Higher rates of gun crime linked to weaker gun laws, study says
31st October 2016 · 0 Comments
By Fritz Esker
Contributing Writer
The Center for American Progress (CAP) released a report this month establishing a link between Louisiana’s weak gun laws and its rate of gun violence, which is the worst in the United States.
The report, entitled “America Under Fire: An Analysis of Gun Violence in the United States and the Link to Weak Gun Laws,” said the 10 states with the weakest gun laws have a level of gun violence 3.2 times higher than the 10 states with the strongest gun laws.
From 2005 to 2014, Louisiana had the highest rate of gun-related deaths of any state (18.78 per 100,000 people). In the same time period, 1.6 times more people were killed with guns in Louisiana than the total number of soldiers killed in Iraq and Afghanistan combined. Louisiana ranked second for the rate of police officers killed with a firearm.
“American lives have been lost because legislators have been unwilling to stand up to the gun lobby and its corporate interests,” said Victoria Coy, executive director of the Louisiana Violence Reduction Coalition.
Gun violence disproportionately affects people of color, according to the report. While African Americans only make up 33 percent of Louisiana’s population, they account for 80 percent of the state’s gun-related homicide victims.
“There is an unquestionable link between the strength of Louisiana’s gun laws and the rates of gun violence in the state,” said Chelsea Parsons, vice president for guns and crime policy at the Center, in a press release. “Lawmakers in Louisiana should strongly consider strengthening gun laws in order to reduce gun deaths and make all of Louisiana’s communities safer.”
The report, authored by Chelsea Parsons and Eugenio Weigend Vargas, acknowledges that many factors contribute to violence in a community, including poverty, unemployment, lack of educational opportunities, and a breakdown in police-community relationships. But the report states, “There is a robust and growing body of research that demonstrates an undeniable correlation between certain strong gun laws and lower rates of gun violence.”
The National Rifle Association disputed the study’s conclusion.
“The most important thing to note in the study is that it says – in its first paragraph – that many factors affect crime…but then the study goes on to take none of those factors into account and instead makes the case that gun control laws alone directly affect crime rates,” said Amy Hunter, a media liaison with the NRA. “These kinds of studies are bad science, and they’re a sham.”

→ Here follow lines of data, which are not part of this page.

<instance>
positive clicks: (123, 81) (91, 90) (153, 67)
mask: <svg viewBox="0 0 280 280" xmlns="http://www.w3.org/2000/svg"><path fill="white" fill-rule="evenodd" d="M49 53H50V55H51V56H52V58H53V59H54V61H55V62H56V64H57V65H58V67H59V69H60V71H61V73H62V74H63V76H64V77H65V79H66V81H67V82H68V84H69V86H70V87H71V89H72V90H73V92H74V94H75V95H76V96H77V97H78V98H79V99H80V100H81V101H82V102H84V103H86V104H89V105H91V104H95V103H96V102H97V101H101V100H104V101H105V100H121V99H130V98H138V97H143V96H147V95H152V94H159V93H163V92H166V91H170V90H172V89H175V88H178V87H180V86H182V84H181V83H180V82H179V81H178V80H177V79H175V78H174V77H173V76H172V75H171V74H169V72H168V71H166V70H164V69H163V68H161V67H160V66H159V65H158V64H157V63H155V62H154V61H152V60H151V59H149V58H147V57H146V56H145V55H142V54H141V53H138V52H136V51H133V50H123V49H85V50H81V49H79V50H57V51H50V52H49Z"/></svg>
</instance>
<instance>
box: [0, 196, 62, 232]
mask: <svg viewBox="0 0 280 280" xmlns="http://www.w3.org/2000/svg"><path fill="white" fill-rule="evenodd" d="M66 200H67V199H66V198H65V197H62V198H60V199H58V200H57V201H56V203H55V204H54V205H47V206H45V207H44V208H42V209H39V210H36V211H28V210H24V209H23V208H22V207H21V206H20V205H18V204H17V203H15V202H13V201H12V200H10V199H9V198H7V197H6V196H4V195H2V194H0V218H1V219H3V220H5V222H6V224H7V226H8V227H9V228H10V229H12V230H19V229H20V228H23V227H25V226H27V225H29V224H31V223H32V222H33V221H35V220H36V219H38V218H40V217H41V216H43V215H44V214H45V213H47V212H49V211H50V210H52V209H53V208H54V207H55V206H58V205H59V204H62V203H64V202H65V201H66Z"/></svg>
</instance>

Hunter added that the Federal Bureau of Investigation does not view weaker gun control laws as a cause of crime.
Suggestions for gun control measures offered in the report include closing the private sale loophole, requiring background checks for all gun sales, prohibiting domestic abusers and stalkers from owning guns, and banning or strictly regulating assault weapons and high-capacity magazines.
Kim Sport, the public policy chairman of the United Way of Southeast Louisiana, said stronger laws can help prevent gun deaths of women at the hands of their intimate partners. From 2005 to 2014, Louisiana ranked second-worst in the nation for gun-related murders of women by their intimate partners (6.93 per one million women).
“If our legislature would listen to law-abiding gun owners, they would find overwhelming support to ensure the safety of its citizens, particularly women, children and police officers in Louisiana,” Sport said in a press release.
The study does not include statistics after Louisiana’s 2014 enactment of a law denying firearms to domestic abusers under a protective order and to those convicted of domestic abuse for 10 years after their conviction.
State Representative Helena Moreno and State Senator J.P. Morrell feel more needs to be done. The 2014 law does nothing to keep guns out of the hands of stalkers. It doesn’t prohibit men who abuse their girlfriends from owning guns, provided they do not live together.
“We really need to do more on the issue to make sure guns don’t fall into the hands of the wrong people, while protecting the rights of law-abiding gun owners,” Moreno said.
Morrell said it is difficult to get gun advocates to concede even an inch on increased gun control of any kind. He said other lawmakers have privately admitted that some proposed gun control measures would make sense, but that they’re afraid of the backlash. “It’s impossible to have a logical conversation about gun control in this state,” Morrell said.
Coy, however, continues to advocate for stronger policy around gun ownership including more comprehensive background checks for firearm purchases in Louisiana.
“Eighteen states and the District of Columbia have passed comprehensive background checks and we expect that number to grow soon,” Coy said. “This is no longer the political third rail it once was.”